The bioBakery help forum

ShortBRED identify gives no markers

Hello,
I am trying to screen my metagenomic libraries for antimicrobial peptides present. Therfore I downloaded the database from APD3 (https://academic.oup.com/nar/article/44/D1/D1087/2503090) (https://wangapd3.com/APD_sequence_release_09142020.fasta). After filtering peptides coming from bacteria only I tried to build markers using shortbred_identify.py against UniRef90.
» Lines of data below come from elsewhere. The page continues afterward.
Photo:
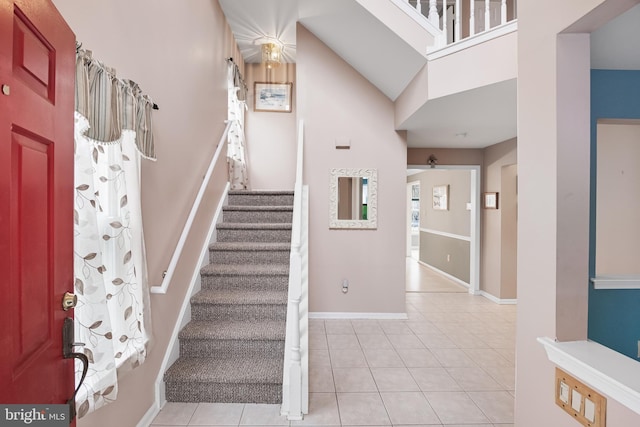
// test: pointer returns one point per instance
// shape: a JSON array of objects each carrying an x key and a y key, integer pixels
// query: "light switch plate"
[
  {"x": 589, "y": 410},
  {"x": 564, "y": 392},
  {"x": 576, "y": 400}
]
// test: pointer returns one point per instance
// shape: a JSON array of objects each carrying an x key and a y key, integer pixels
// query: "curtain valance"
[{"x": 112, "y": 105}]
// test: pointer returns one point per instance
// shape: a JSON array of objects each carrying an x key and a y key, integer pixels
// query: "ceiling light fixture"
[{"x": 271, "y": 55}]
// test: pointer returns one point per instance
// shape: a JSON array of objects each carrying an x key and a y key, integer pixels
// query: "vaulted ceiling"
[{"x": 471, "y": 119}]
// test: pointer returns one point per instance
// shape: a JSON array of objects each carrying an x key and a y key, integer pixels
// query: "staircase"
[{"x": 233, "y": 348}]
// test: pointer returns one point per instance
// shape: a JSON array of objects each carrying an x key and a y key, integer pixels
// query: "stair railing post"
[
  {"x": 458, "y": 21},
  {"x": 487, "y": 15},
  {"x": 472, "y": 17},
  {"x": 445, "y": 29},
  {"x": 433, "y": 13},
  {"x": 295, "y": 370}
]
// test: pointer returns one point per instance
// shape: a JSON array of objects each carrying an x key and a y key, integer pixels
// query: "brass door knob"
[{"x": 69, "y": 300}]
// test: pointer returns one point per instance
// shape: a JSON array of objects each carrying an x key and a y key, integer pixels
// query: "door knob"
[{"x": 69, "y": 300}]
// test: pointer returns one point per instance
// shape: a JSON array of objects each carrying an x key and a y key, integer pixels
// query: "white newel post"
[
  {"x": 472, "y": 17},
  {"x": 295, "y": 370},
  {"x": 487, "y": 15},
  {"x": 458, "y": 17},
  {"x": 433, "y": 13}
]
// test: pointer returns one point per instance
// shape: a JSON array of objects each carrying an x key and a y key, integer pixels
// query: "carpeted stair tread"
[
  {"x": 259, "y": 208},
  {"x": 250, "y": 246},
  {"x": 232, "y": 350},
  {"x": 245, "y": 269},
  {"x": 254, "y": 226},
  {"x": 226, "y": 371},
  {"x": 260, "y": 193},
  {"x": 234, "y": 330},
  {"x": 239, "y": 297}
]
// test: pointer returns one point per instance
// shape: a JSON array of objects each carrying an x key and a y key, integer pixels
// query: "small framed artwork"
[
  {"x": 273, "y": 97},
  {"x": 490, "y": 200},
  {"x": 441, "y": 197}
]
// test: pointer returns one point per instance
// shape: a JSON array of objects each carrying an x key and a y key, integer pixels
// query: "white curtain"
[
  {"x": 236, "y": 152},
  {"x": 111, "y": 317}
]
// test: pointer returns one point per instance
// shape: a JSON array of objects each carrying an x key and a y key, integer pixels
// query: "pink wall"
[
  {"x": 271, "y": 137},
  {"x": 336, "y": 102},
  {"x": 445, "y": 156},
  {"x": 177, "y": 55},
  {"x": 553, "y": 184},
  {"x": 491, "y": 274}
]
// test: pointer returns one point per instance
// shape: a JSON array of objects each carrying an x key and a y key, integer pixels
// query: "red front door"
[{"x": 37, "y": 63}]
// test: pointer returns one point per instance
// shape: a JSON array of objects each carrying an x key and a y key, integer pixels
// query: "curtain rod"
[{"x": 89, "y": 54}]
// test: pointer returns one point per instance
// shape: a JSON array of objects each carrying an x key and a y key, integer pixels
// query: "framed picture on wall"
[
  {"x": 273, "y": 97},
  {"x": 441, "y": 197},
  {"x": 490, "y": 200}
]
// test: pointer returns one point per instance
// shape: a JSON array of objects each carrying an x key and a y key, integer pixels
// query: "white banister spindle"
[
  {"x": 433, "y": 13},
  {"x": 487, "y": 15},
  {"x": 472, "y": 17},
  {"x": 458, "y": 21},
  {"x": 445, "y": 30}
]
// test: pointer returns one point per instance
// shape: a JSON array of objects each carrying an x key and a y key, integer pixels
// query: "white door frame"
[
  {"x": 410, "y": 184},
  {"x": 474, "y": 253}
]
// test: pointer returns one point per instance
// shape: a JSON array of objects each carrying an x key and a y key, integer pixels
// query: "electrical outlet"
[
  {"x": 564, "y": 392},
  {"x": 581, "y": 402}
]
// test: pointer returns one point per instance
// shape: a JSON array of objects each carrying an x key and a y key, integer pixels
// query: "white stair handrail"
[
  {"x": 168, "y": 274},
  {"x": 440, "y": 21}
]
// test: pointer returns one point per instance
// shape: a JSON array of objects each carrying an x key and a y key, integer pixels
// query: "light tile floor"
[{"x": 450, "y": 364}]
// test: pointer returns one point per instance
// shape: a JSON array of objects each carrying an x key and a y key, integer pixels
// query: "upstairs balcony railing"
[{"x": 460, "y": 19}]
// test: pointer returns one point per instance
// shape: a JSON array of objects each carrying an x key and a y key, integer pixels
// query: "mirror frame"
[{"x": 372, "y": 193}]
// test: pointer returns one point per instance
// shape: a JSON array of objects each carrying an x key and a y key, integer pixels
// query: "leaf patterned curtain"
[
  {"x": 236, "y": 151},
  {"x": 111, "y": 317}
]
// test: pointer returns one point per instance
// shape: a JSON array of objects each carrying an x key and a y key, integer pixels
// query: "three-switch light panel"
[{"x": 587, "y": 406}]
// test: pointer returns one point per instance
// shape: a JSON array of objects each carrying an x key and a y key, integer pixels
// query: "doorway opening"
[{"x": 448, "y": 229}]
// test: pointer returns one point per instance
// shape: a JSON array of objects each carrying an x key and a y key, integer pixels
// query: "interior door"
[{"x": 37, "y": 63}]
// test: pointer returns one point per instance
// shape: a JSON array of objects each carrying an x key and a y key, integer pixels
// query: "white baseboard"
[
  {"x": 352, "y": 315},
  {"x": 149, "y": 416},
  {"x": 497, "y": 300}
]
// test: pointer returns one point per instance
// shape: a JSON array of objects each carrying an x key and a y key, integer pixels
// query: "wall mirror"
[{"x": 353, "y": 198}]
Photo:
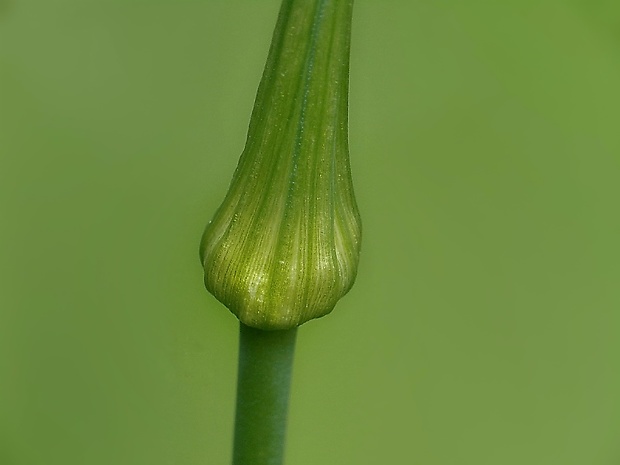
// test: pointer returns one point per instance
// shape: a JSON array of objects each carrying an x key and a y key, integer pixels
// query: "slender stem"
[{"x": 263, "y": 386}]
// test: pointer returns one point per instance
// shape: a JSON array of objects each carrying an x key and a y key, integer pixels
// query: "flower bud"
[{"x": 284, "y": 246}]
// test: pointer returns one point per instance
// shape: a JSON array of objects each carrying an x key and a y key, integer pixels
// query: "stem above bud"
[{"x": 284, "y": 246}]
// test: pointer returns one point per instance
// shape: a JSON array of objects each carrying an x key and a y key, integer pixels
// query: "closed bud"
[{"x": 284, "y": 246}]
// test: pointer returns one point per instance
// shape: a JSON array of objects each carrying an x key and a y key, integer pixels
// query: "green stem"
[{"x": 264, "y": 379}]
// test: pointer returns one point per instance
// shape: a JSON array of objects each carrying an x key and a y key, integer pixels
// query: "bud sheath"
[{"x": 284, "y": 246}]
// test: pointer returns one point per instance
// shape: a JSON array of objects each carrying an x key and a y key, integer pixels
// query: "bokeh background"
[{"x": 484, "y": 326}]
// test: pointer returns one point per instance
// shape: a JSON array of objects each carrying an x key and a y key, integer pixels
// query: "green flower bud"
[{"x": 284, "y": 246}]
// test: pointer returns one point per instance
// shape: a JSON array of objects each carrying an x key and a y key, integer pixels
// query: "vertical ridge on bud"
[{"x": 283, "y": 247}]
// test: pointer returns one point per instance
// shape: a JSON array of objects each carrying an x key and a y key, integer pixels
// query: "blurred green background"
[{"x": 484, "y": 326}]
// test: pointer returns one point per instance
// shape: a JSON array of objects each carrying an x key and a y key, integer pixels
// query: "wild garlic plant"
[{"x": 284, "y": 246}]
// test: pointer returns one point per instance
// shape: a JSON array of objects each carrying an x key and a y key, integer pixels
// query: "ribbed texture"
[{"x": 284, "y": 246}]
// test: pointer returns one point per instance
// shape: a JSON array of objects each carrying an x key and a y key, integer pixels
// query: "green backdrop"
[{"x": 484, "y": 325}]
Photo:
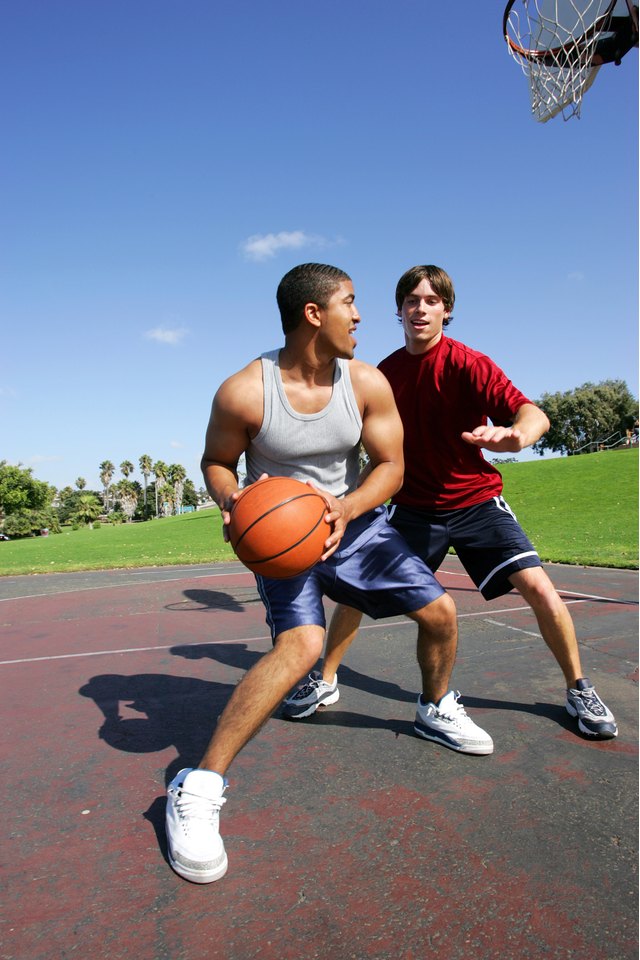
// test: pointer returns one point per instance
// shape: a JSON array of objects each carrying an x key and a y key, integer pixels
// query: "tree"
[
  {"x": 127, "y": 494},
  {"x": 19, "y": 490},
  {"x": 106, "y": 474},
  {"x": 160, "y": 470},
  {"x": 86, "y": 508},
  {"x": 587, "y": 414},
  {"x": 176, "y": 475},
  {"x": 146, "y": 466}
]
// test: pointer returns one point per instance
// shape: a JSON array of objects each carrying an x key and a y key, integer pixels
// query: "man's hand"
[
  {"x": 496, "y": 439},
  {"x": 227, "y": 507}
]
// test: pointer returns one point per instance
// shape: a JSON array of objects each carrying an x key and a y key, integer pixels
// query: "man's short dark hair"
[
  {"x": 441, "y": 283},
  {"x": 306, "y": 283}
]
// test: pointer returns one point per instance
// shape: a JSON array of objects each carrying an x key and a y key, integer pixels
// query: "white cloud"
[
  {"x": 263, "y": 246},
  {"x": 170, "y": 335}
]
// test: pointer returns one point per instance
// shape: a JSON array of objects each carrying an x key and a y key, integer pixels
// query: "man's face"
[
  {"x": 423, "y": 314},
  {"x": 340, "y": 318}
]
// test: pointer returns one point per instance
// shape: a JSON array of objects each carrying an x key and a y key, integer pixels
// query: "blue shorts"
[
  {"x": 487, "y": 538},
  {"x": 372, "y": 570}
]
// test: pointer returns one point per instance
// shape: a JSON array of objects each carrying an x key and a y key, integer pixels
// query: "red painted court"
[{"x": 348, "y": 837}]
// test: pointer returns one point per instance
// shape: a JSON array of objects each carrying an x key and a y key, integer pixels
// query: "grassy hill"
[{"x": 580, "y": 510}]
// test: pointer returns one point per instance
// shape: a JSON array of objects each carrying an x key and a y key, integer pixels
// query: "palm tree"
[
  {"x": 87, "y": 509},
  {"x": 128, "y": 496},
  {"x": 160, "y": 470},
  {"x": 146, "y": 465},
  {"x": 176, "y": 476},
  {"x": 106, "y": 473}
]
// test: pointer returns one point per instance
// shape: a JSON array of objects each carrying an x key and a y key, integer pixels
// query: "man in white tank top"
[{"x": 303, "y": 411}]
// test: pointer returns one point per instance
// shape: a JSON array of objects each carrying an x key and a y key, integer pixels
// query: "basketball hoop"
[{"x": 561, "y": 45}]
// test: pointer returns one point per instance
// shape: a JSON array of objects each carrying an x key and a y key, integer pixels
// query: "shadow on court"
[{"x": 347, "y": 835}]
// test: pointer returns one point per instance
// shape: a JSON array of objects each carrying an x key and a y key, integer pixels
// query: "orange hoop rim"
[{"x": 550, "y": 57}]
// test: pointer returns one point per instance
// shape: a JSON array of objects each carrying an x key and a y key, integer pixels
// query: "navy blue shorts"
[
  {"x": 487, "y": 538},
  {"x": 372, "y": 570}
]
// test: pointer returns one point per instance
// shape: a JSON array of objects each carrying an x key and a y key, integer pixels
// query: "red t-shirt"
[{"x": 439, "y": 394}]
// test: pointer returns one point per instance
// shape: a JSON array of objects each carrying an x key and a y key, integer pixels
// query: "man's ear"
[{"x": 313, "y": 314}]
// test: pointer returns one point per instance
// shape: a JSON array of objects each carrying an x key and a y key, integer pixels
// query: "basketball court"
[{"x": 347, "y": 835}]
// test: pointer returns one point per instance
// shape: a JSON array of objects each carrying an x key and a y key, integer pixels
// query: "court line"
[
  {"x": 380, "y": 625},
  {"x": 113, "y": 586}
]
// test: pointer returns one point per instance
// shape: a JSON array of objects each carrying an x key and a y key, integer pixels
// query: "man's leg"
[
  {"x": 437, "y": 646},
  {"x": 440, "y": 716},
  {"x": 195, "y": 796},
  {"x": 556, "y": 626},
  {"x": 259, "y": 692},
  {"x": 554, "y": 620},
  {"x": 343, "y": 628}
]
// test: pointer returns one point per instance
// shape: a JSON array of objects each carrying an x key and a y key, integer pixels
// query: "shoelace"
[
  {"x": 457, "y": 712},
  {"x": 199, "y": 808},
  {"x": 592, "y": 702},
  {"x": 308, "y": 688}
]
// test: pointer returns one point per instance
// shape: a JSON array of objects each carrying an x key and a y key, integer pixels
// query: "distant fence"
[{"x": 616, "y": 441}]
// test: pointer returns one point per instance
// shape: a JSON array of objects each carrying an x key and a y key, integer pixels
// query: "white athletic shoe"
[
  {"x": 447, "y": 723},
  {"x": 195, "y": 847},
  {"x": 314, "y": 693}
]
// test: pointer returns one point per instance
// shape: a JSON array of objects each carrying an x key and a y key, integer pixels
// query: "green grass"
[
  {"x": 191, "y": 538},
  {"x": 580, "y": 510}
]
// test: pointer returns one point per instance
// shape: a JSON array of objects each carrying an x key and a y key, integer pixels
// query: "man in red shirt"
[{"x": 451, "y": 496}]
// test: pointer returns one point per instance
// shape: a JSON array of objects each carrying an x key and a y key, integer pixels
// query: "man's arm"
[
  {"x": 228, "y": 435},
  {"x": 529, "y": 424},
  {"x": 382, "y": 438}
]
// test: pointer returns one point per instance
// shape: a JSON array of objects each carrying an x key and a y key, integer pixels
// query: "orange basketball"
[{"x": 277, "y": 527}]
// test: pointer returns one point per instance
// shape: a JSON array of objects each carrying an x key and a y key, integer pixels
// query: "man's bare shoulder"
[{"x": 364, "y": 376}]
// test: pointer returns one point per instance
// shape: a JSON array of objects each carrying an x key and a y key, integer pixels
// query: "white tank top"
[{"x": 322, "y": 447}]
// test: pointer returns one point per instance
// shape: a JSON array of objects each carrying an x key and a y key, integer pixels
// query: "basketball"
[{"x": 277, "y": 527}]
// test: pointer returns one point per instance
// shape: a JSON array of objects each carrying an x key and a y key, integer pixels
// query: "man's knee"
[
  {"x": 302, "y": 646},
  {"x": 438, "y": 616},
  {"x": 537, "y": 589}
]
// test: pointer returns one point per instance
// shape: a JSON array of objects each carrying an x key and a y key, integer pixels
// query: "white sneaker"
[
  {"x": 195, "y": 847},
  {"x": 314, "y": 693},
  {"x": 448, "y": 724}
]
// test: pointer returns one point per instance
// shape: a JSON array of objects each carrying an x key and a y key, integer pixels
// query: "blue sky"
[{"x": 165, "y": 163}]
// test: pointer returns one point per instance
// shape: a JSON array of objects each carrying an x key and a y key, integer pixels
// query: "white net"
[{"x": 554, "y": 42}]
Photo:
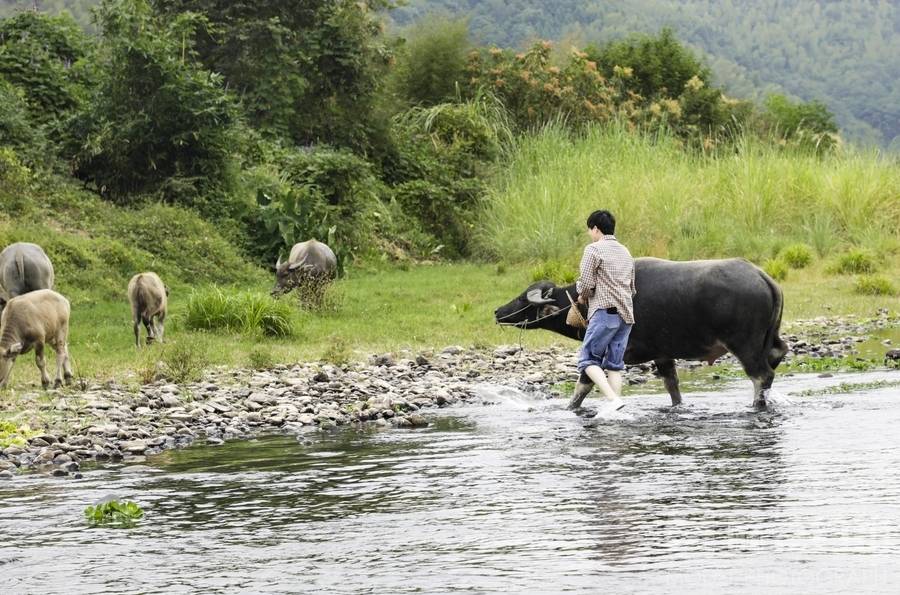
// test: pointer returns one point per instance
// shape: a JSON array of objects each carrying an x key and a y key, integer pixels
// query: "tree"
[{"x": 157, "y": 122}]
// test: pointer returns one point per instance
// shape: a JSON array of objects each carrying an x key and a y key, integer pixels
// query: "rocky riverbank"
[{"x": 112, "y": 422}]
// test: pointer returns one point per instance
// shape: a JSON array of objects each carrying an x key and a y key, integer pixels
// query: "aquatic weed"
[{"x": 113, "y": 512}]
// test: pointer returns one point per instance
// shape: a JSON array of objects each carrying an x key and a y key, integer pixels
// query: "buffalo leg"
[
  {"x": 148, "y": 325},
  {"x": 582, "y": 389},
  {"x": 62, "y": 360},
  {"x": 160, "y": 326},
  {"x": 666, "y": 369},
  {"x": 41, "y": 362},
  {"x": 760, "y": 372}
]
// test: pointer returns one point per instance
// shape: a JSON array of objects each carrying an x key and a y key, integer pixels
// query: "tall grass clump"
[
  {"x": 776, "y": 268},
  {"x": 853, "y": 262},
  {"x": 675, "y": 203},
  {"x": 874, "y": 285},
  {"x": 796, "y": 256},
  {"x": 242, "y": 312},
  {"x": 554, "y": 270}
]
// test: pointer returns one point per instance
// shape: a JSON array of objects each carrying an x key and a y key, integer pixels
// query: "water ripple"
[{"x": 517, "y": 496}]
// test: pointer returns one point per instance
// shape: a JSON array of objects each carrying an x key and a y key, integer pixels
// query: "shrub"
[
  {"x": 776, "y": 268},
  {"x": 855, "y": 261},
  {"x": 554, "y": 270},
  {"x": 260, "y": 358},
  {"x": 114, "y": 512},
  {"x": 327, "y": 194},
  {"x": 245, "y": 312},
  {"x": 874, "y": 285},
  {"x": 796, "y": 256},
  {"x": 432, "y": 64},
  {"x": 157, "y": 122},
  {"x": 338, "y": 352}
]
However, I was not able to get any markers. After Grouping my input proteins with CD-HIT no sequences have been sorted. The input proteins are quite small (Min: 2, 25% Quartile 19, Median 30, 75% Quartile 44, Max 100 amino acids.

Do I need to adjust flags like --markerlength or --minAln (the minimum for a short, high-identity region.)? I played around with these flags but got only errors.

Best,
Philipp

Hmm, those parameters are all about the sizes of marker regions within full-length proteins, which is what we designed ShortBRED to target (the idea being to screen-out non-unique regions of longer proteins that might induce false positives when profiling with short reads). Your starting proteins/peptides are so small that they might be hitting a size limit early in the pipeline, e.g. clustering inside CD-HIT.

Where your peptides are so small to begin with (on the order of a read-length or smaller), you might try just directly searching your reads against the peptides with an accelerated search (with the peptides indexed as a database). As a ShortBRED-like filter, you could also map the peptides against UniRef90 and note if they occur as subsequences of longer proteins. If some do, I’d be less confident about their abundances from the initial search. (The second step would be analogous to ShortBRED saying that it could not identify a unique marker sequence for a protein.)